Esme quickly gains two new, and best, friends in Esperance. Having left our world with little more than acquaintances she struggles to let them in on what she’s doing and thinking. But she’s learning and she tries, plus they have no problem pulling her up on it. And as she doesn’t want to lose either one of them even though they already has a tense and rocky relationship she’s able to be the glue that pulls them together. Daniel is much more focused on the future and what he wants to do than Lillian, he knows he wants to work with dragons even though his family think it’s too dangerous. Lillian seems less sure and comfortable with that, she just wants to have a Gift for spell-singing but fears that it will never come. They balance out Esme’s rashness and help teach her, and us, what this new world is like.
I’m looking forward to reading the 2nd book in this series and seeing what happens next. After all Esme has to return to our world having been gone a lot longer than planned and I want to know how her dad is going to react to it all and how she get’s back to Esperance.
Why I read it
I read it because I was sent a free copy for review but I was interested because I really enjoy stories where you travel to another world.
I really enjoyed this book. I think it’s a great step between MG and YA fiction and an introduction to the fantasy and other-world genre (further than HP and The Lion, The Witch, and The Wardrobe.)

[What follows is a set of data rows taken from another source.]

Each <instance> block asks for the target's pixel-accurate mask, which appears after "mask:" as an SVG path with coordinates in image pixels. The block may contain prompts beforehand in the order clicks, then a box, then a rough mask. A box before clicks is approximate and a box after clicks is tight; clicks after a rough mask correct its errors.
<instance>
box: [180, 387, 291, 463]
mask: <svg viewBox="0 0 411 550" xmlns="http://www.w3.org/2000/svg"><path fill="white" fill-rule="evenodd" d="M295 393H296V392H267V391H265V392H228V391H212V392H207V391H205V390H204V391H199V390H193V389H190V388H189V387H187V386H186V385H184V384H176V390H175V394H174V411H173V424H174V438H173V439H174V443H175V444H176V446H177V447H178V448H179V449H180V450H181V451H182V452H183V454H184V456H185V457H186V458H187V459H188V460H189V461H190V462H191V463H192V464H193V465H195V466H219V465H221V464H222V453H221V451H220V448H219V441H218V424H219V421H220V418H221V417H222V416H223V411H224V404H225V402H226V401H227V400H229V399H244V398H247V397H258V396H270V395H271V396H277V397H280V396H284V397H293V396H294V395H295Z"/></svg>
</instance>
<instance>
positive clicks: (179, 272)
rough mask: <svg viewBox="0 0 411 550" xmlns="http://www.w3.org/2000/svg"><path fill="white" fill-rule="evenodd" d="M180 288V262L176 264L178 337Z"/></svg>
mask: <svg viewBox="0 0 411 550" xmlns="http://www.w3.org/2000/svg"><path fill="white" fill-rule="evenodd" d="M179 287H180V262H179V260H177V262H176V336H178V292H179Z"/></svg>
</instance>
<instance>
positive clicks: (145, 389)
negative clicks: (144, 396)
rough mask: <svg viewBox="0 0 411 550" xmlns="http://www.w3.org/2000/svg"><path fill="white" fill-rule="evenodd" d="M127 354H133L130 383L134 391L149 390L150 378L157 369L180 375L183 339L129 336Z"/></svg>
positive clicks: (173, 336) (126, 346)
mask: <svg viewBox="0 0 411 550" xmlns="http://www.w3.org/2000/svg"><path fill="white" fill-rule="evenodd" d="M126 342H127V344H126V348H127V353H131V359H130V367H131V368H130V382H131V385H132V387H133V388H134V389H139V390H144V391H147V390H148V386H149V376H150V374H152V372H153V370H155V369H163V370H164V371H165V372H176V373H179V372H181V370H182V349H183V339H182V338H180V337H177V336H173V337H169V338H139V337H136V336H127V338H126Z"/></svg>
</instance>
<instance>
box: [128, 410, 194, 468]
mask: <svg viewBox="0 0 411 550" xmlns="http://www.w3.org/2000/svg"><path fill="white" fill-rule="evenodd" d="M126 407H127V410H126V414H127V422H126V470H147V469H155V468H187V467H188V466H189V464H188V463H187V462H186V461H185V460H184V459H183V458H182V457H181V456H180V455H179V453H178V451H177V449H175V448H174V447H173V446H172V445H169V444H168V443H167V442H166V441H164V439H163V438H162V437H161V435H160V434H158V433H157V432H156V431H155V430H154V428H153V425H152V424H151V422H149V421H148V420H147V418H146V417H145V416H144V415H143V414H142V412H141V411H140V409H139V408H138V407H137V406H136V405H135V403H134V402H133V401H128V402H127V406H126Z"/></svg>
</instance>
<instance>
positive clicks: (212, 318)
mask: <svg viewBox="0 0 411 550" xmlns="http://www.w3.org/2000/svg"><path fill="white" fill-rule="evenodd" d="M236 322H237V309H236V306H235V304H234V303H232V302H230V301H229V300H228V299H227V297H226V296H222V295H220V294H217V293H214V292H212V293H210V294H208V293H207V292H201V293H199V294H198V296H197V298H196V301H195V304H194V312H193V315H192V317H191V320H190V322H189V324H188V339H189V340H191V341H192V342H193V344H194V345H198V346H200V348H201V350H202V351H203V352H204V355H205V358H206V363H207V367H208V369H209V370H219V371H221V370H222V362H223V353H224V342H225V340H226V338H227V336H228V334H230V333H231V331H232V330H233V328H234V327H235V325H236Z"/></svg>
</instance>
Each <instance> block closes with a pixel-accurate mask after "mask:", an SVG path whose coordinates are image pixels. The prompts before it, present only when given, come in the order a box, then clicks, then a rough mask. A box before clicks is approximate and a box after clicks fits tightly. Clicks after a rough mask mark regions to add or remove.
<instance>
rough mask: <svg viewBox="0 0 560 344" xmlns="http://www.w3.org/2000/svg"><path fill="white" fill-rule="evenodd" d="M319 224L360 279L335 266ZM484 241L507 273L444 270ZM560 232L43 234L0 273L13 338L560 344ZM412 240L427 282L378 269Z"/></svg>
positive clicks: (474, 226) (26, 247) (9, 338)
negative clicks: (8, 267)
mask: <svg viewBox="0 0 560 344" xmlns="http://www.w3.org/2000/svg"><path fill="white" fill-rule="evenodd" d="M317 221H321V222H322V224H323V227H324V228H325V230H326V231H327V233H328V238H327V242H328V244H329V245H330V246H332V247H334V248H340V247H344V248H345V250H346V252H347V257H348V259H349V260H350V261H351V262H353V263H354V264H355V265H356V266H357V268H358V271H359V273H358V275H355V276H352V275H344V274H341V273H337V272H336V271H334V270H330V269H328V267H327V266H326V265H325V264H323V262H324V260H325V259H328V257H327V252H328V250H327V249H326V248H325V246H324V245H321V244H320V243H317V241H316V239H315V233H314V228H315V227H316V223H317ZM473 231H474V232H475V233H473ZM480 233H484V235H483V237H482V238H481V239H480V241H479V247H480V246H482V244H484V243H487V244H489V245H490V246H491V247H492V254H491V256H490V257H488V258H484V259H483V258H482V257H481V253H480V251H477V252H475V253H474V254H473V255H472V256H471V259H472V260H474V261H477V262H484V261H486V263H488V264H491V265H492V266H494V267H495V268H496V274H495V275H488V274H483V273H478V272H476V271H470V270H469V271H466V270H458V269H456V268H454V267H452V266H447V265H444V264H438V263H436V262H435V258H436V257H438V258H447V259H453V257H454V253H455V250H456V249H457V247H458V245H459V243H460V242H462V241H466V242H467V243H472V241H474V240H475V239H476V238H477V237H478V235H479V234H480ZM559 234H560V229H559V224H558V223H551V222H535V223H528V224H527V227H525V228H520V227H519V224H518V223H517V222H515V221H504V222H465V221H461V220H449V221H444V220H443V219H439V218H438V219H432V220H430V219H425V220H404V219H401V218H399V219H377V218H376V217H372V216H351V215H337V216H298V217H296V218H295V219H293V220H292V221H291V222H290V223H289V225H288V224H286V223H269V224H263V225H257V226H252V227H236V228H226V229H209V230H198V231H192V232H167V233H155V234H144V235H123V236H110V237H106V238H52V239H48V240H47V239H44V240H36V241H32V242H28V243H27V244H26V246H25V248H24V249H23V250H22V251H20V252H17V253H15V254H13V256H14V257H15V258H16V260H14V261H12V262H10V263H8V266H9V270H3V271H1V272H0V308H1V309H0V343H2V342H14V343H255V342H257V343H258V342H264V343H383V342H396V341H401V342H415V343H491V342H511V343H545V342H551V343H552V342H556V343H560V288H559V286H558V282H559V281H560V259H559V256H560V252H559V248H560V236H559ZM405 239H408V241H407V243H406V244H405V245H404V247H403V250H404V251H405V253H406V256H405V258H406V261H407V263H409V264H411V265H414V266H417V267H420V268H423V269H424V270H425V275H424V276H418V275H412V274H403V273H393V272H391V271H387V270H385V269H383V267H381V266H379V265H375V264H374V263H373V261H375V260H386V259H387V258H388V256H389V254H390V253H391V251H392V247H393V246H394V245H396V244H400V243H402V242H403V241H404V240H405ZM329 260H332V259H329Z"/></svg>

It’s a slow burn, taking time to get to Esperance and for the plot to move but it feels believable in it’s slow pace. Esme has to acquaint herself with this new world and it’s rules as well as trying to trace her mother’s footsteps. Once you hit the two thirds mark things really start moving and then it doesn’t stop. I saw a lot of the reveals coming but not all of them and I’ll be very happy to return to this world again.
Am I glad I read it? Yes
Did I enjoy it? Yes
Would I read again? Probably, I’m going to read the second one.
Would I recommend? Definitely, it’s a really cute into to fantasy and other worlds for MG/YA readers
I read avidly as a child, but only discovered the joys of writing some years ago when reading to my own kids reminded me how much I missed getting lost in other worlds. It’s never too late to find and follow your passion! I now have two books published and am about to start writing the third and final story in the Esme series. My home base is Sydney, where I can often be found running (just kidding – walking) by the water, or scribbling in cafés.
As always thank you to Rachel for organising the blog tour and to the author for trusting me with their book.